Can you help me? to define $\mathbf V_x$ and $\mathbf V_z$ if I know $H_1$ and $H_2$ and $W$?

Thanks!

Answer 1

Hint: As you've assumed the centre of cube as origin, the coordinates of the point where the green line intersects the plane be $A(\frac{W}{2},-\frac{W}{2}+h_2,\frac{W}{2})$ and $B(-\frac{W}{2},-\frac{W}{2}+h_1,\frac{W}{2})$. So, the coordinates of the point below $A$ (inside the paper) will be $C(\frac{W}{2},-\frac{W}{2}+h_2,-\frac{W}{2})$.

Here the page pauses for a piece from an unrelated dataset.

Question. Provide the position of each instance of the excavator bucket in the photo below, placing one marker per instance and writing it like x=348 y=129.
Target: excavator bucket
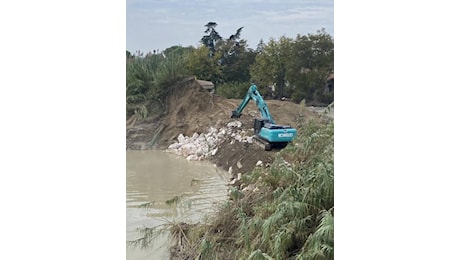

Now, from the three position vectors, find the normal vector of the plane. To find the constant term in the equation of plane, use the fact that $d$ is distance between plane and origin.

Answer 2

You mention you already know $h_1, h_2$ and $w$. If $(0,0,0)$ is the center of the cube with $w$ as the side of the cube, you already know $4$ points on the plane: $(\frac{w}{2}, \pm \frac{w}{2},h_2-\frac{w}{2})$ and $(-\frac{w}{2}, \pm \frac{w}{2},h_1-\frac{w}{2})$. That should help you to come up with the equation of the plane.

Say, equation of the plane is $ax+by+cz = D$.

By solving for $a, b, c$, given the above points on the plane, you get

$a = 2(h_1-h_2), b = 0, c = 2w, D = w(h_1+h_2-w)$.